The chair blends easily among the books and scattered toys that are often used by the preschool children.

Ms. Hadley pointed out that a grandfather who speaks Japanese is among the volunteers.

"The children -- whom he greets in Japanese -- are thrilled with him," she said.

On a recent Thursday morning, Mrs. Frey was greeted by a youngster wearing a Mickey Mouse headband.

"Hi, Natalie," said Mrs. Frey. "Would you like to make a book mark?"

Twenty minutes later, Natalie was proud of her creation and talked about a rabbit named "Early" who was the main character in a story Mrs. Frey had read to her.

"She knows just how to speak to the children on their level," said Kellee Dougherty, a Catonsville resident whose two children, Patrick, 2, and Sean, 5 months, are regular Thursday morning visitors.

"I've always been around children," said Mrs.
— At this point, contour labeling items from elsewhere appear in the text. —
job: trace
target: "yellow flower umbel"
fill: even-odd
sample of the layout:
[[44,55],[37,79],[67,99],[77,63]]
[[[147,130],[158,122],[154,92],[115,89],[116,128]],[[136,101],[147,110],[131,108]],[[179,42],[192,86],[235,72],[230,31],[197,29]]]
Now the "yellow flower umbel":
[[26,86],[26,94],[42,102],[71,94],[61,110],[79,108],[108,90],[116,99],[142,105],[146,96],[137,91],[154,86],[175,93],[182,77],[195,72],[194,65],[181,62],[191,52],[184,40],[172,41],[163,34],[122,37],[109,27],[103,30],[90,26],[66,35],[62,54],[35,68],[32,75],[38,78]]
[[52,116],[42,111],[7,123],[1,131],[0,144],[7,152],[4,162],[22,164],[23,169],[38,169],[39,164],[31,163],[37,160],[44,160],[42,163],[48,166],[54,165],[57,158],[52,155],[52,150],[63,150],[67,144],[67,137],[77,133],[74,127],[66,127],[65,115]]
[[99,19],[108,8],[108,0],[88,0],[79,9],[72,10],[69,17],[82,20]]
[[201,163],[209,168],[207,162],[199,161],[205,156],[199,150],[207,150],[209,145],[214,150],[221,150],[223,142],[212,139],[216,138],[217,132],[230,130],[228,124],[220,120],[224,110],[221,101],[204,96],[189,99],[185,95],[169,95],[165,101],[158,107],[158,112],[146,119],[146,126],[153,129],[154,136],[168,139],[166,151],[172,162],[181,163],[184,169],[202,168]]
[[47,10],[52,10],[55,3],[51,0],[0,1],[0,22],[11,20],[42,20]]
Frey, who grew up in a family of 15 brothers and sisters, and has two children and four grandchildren of her own.

She also easily recites the names of her 33 nieces and nephews and 47 great-nieces and great-nephews, a skill she attributes to the experience of knowing the names of so many relatives.

Mrs. Frey says she got involved in the program seven years ago after reading a newspaper ad seeking volunteers.

At first, she relied on the librarians' choice of books. Later, she started bringing in books that her own grandchildren enjoyed.

"As I went along, it got better. So many children are eager to learn stories. Children love books," she said.

Mrs. Frey spent her scheduled time -- 10:30 a.m. to 12 noon -- helping children color a 3-inch paper dinosaur named Barney, scratching out a sniff of jelly beans from a sticker, and reading various holiday stories. One last mother arrived with her two children, Maria, 6, and Kristine, 3.

"I just wanted to thank you," said Linda Latham, an Ellicott City resident who began a full-time teaching job in September.

"You have been a wonderful help to Kristine throughout the transition of my going back to work. Kristine looks forward to her weekly visits with you. You are in the family tree now," she said.